Today, we look back on these studies with a sense of incredulity, as the advent and maturation of evidenced-based medicine have reframed the type and quality of studies that should be accepted for changing clinical practice. Yet, over the course of this pandemic, the evidence base upon which recommendations for unproven treatments are predicated is reminiscent of the standards of a century ago. Why are we repeating the mistakes of a century ago? Dealing with a threat with high stakes and no proven treatment is akin to being thrust back into the pre-antibiotic era, where desperation reigns. Long after our medical predecessors resorted to heavy metals or iatrogenic malaria for treating syphilis, we are now disregarding the hard-won principles of evidence-based medicine – at our peril. It is imperative that clinical decisions and public health policy remain grounded in the fundamental hierarchy of scientific evidence with the prioritization of well-designed studies, including appropriate controls.

What is the way forward?

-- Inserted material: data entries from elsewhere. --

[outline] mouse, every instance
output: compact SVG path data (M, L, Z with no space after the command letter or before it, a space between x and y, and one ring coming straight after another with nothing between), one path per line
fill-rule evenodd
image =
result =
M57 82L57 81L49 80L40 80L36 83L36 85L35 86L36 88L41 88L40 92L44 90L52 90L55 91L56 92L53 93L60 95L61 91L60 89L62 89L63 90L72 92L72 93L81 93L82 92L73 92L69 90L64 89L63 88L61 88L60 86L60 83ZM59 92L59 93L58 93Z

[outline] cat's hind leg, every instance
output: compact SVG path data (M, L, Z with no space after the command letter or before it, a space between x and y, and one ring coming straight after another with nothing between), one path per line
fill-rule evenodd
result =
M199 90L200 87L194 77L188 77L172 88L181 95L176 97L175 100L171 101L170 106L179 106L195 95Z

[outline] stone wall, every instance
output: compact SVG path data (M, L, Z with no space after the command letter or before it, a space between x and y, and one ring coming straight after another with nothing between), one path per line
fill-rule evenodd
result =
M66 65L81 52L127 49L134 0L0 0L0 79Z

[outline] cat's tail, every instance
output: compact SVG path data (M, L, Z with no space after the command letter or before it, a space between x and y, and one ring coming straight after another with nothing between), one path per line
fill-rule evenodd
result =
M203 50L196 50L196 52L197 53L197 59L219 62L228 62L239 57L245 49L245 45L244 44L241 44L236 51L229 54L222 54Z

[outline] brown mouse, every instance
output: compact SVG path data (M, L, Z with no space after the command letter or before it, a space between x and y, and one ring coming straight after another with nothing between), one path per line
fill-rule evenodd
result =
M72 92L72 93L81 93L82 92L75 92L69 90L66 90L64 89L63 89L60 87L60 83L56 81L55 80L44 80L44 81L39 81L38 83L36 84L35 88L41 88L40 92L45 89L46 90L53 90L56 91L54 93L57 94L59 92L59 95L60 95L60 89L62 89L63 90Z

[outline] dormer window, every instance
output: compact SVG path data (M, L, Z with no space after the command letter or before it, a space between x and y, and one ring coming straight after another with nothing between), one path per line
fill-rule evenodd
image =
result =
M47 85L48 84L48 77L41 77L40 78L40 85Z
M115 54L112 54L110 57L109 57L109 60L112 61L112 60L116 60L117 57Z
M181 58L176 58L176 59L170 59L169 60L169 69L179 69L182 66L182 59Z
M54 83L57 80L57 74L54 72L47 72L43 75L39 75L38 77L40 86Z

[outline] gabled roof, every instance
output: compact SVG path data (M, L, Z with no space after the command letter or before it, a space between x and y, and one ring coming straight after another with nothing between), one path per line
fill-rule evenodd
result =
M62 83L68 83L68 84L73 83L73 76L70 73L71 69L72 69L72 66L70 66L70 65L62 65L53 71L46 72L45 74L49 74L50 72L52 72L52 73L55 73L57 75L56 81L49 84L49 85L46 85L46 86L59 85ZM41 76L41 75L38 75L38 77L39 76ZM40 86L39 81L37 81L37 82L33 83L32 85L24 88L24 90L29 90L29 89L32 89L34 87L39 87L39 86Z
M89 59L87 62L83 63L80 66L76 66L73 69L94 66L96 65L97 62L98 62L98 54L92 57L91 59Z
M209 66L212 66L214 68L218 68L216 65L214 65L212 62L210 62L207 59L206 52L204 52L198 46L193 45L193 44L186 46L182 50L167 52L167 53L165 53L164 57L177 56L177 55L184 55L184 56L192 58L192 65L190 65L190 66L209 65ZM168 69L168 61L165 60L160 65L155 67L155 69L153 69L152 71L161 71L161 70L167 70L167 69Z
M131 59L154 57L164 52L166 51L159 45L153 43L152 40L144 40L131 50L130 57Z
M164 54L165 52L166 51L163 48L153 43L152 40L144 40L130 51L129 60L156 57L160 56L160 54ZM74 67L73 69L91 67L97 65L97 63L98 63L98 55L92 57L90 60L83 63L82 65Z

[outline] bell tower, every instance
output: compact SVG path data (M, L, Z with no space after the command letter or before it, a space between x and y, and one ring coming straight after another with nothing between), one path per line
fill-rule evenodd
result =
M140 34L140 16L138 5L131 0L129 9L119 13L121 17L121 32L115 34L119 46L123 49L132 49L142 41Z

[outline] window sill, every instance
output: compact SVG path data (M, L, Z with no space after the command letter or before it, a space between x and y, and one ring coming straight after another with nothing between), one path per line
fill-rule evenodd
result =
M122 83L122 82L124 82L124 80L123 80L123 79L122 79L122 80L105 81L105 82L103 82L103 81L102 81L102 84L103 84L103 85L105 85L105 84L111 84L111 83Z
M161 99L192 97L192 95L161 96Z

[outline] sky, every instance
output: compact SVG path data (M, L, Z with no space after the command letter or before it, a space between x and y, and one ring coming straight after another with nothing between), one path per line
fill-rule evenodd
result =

With an emerging disease, there may be a rush to treat with unproven therapies for the sake of offering patients something rather than just providing supportive care. In some settings, where a treatment is very obviously needed to change morbidity and mortality (such as the use of antimicrobials for bacterial sepsis), it would be unethical to complete a placebo randomized controlled trial. In the case of COVID-19, there is clearly clinical equipoise in a number of treatment modalities. The mandate of research institutions and academic centres should be to encourage the creation and/or synthesis of the best possible evidence. In the context of COVID-19, this should mean prioritization of generating high-quality randomized, controlled evidence wherever possible. Clinicians should provide excellent supportive care rather than prescribing experimental therapies (with unknown benefits and potential harms) outside of clinical trials.